Перелив рабочей силы в сектор услуг носил во многом добровольный характер. Массовых увольнений по инициативе работодателей в России почти не было, а текучесть кадров (по инициативе работников) все годы была весьма высокой. Она сопровождалась интенсивной профессиональной мобильностью: в течение 1991–1998 гг. свыше 40% занятых сменили свою профессию. Из них две трети сменили профессию в начальный период реформ – в период 1991–1995 гг.

Однако как минимум две проблемы серьезно настораживают, и обе относятся к сегментации рынков труда.

Первая – это проблема межрегиональной мобильности, и она заслуживает особого обсуждения. Конечно, в такой огромной стране, как Россия, есть много веских причин, чтобы такая мобильность оставалась слабой. Но это означает сохранение сегментации страны на территориальные анклавы и местные рынки труда, уровень жизни и ситуация с занятостью в которых будет различаться все сильнее.

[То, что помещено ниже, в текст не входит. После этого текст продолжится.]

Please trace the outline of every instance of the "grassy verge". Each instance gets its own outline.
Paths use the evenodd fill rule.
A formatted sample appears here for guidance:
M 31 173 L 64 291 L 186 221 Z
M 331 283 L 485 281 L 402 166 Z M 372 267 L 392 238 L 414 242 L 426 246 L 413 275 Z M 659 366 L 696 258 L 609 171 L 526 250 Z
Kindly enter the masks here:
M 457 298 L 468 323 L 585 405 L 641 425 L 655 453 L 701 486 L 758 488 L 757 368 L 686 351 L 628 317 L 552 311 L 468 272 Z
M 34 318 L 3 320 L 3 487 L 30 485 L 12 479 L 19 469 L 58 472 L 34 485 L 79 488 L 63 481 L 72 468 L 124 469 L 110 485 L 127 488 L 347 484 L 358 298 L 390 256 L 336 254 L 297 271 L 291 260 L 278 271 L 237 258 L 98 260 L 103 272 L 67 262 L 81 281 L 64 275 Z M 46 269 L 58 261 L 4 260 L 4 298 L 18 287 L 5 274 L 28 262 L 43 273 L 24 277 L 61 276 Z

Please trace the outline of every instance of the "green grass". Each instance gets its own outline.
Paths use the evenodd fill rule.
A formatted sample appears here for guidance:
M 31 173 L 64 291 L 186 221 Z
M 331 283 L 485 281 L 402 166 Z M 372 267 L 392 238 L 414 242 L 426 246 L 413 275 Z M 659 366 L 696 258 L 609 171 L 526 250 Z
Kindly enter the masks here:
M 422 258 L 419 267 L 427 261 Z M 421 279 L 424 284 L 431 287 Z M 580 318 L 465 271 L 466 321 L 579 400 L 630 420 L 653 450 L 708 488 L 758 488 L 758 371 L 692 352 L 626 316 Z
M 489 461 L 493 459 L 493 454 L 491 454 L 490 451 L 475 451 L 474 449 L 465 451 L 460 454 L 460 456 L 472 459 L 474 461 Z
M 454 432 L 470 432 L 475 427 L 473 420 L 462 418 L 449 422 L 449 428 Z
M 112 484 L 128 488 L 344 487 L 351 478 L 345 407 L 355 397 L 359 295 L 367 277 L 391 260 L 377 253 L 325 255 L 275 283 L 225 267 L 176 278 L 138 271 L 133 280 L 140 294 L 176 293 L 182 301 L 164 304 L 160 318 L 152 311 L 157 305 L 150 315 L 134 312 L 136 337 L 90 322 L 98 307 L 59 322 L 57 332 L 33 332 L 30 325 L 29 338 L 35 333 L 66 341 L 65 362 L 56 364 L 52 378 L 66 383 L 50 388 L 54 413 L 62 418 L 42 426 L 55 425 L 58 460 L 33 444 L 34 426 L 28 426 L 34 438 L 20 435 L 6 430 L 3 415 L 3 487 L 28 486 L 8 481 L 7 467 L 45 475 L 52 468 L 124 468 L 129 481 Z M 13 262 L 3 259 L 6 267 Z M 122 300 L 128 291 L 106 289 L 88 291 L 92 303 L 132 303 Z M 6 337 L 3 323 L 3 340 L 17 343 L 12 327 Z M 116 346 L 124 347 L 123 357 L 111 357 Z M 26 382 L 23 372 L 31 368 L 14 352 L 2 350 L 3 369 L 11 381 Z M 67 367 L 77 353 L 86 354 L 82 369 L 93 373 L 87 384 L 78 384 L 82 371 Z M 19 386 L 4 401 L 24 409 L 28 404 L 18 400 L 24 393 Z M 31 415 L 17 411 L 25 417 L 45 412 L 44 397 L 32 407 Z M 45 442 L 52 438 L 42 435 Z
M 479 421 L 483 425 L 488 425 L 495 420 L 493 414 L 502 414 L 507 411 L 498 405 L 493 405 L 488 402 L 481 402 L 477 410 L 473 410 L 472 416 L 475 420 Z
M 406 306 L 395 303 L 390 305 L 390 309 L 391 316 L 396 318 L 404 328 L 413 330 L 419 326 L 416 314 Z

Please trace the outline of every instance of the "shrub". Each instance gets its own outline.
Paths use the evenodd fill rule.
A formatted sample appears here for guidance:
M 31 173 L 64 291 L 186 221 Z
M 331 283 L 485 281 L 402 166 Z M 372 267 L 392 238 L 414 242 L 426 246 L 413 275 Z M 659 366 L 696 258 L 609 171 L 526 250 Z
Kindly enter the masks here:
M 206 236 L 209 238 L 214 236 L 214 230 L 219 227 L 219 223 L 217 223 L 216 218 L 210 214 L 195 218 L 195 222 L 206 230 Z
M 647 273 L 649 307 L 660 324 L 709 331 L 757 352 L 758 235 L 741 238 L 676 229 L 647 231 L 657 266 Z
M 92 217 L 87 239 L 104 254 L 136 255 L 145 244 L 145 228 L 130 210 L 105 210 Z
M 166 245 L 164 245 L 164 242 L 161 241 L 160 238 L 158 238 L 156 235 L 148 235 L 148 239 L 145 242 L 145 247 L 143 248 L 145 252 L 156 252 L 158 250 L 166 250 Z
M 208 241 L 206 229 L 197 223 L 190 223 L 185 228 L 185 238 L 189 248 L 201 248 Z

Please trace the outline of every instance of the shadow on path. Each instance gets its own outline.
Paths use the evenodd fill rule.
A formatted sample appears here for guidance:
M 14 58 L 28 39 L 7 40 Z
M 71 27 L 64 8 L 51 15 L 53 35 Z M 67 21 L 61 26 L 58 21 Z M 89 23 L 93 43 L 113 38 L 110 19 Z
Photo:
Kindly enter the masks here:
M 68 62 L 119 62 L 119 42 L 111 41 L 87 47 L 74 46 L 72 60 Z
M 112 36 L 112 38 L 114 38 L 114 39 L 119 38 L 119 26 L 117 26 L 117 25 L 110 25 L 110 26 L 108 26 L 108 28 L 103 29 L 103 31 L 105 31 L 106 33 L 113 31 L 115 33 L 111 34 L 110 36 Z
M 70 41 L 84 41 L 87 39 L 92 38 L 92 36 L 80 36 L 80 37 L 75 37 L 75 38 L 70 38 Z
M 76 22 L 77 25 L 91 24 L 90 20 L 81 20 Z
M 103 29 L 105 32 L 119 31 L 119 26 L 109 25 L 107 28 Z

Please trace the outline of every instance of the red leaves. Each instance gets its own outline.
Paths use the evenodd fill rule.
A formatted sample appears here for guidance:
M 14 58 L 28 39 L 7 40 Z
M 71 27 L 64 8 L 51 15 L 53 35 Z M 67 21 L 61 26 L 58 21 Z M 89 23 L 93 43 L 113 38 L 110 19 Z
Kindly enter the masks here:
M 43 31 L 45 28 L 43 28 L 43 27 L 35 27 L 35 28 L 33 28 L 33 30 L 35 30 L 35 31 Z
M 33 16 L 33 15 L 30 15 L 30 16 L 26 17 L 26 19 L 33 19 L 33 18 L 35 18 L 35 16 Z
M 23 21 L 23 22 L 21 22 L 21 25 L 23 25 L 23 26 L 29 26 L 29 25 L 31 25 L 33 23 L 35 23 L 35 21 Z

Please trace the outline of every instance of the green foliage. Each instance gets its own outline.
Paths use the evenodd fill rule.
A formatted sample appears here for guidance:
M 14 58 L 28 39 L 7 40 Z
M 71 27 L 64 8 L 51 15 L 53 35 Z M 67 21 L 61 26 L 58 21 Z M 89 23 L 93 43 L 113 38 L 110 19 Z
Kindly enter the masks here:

Вторая проблема – это “добровольность” при смене работодателя. Одна из функций увольнений по экономическим причинам заключается в сохранении для предприятий работников со специфическими навыками, в которые инвестировал данный работодатель. Поэтому первыми кандидатами на увольнение во времена рецессий являются те, кто такими навыками не обладает, т. е. наименее производительные работники. Наиболее производительные при этом не теряют в зарплате, а фирма сохраняет свой “человеческий капитал”. Таким образом издержки кризиса перекладываются на плечи слабых, но для помощи им существует система государственной поддержки безработных.

В “российской модели” все наоборот – здесь издержки не концентрируются, их несут все. Отказ от увольнений по экономическим причинам неизбежно ведет к снижению заработной платы и подталкивает наиболее производительных и ценных работников к смене работы. Уходя, они “уносят” с собой крайне ценный актив: специфические знания и навыки, невоспроизводимые вне этих предприятий, а потому некомпенсируемые новичками. Наоборот, наименее производительные остаются, накапливая критическую массу некомпетентности. Массовый уход квалифицированных работников по собственному желанию позволял экономить на издержках увольнения и, похоже, вполне устраивал многих руководителей предприятий. В условиях неопределенности и короткого временного горизонта менеджеры могли избегать непопулярных решений, и интенсивная текучесть казалась “меньшим” злом.

Экономический рост продемонстрировал кризис такого подхода. Чем ниже данное предприятие находится на шкале зарплаты относительно других предприятий, тем значительнее потеря им человеческого капитала в пользу этих других предприятий, в том числе и прямых конкурентов. Чем острее дефицит квалифицированных кадров, тем выше должна быть денежная “премия” для вновь нанимаемых и тем значительнее должны быть внутрифирменные инвестиции в подготовку кадров на рабочем месте. Все это, однако, повышает трудовые издержки, что увеличивает общие издержки (себестоимость) и сокращает прибыль. Попытки же нанимать “дешевых” работников обречены на провал: либо это продолжает тенденцию негативного отбора наименее квалифицированных и производительных работников, либо, если новые работники конкурентны на рынке труда, их не удается долго удерживать. И то и другое ведет к дальнейшим экономическим потерям.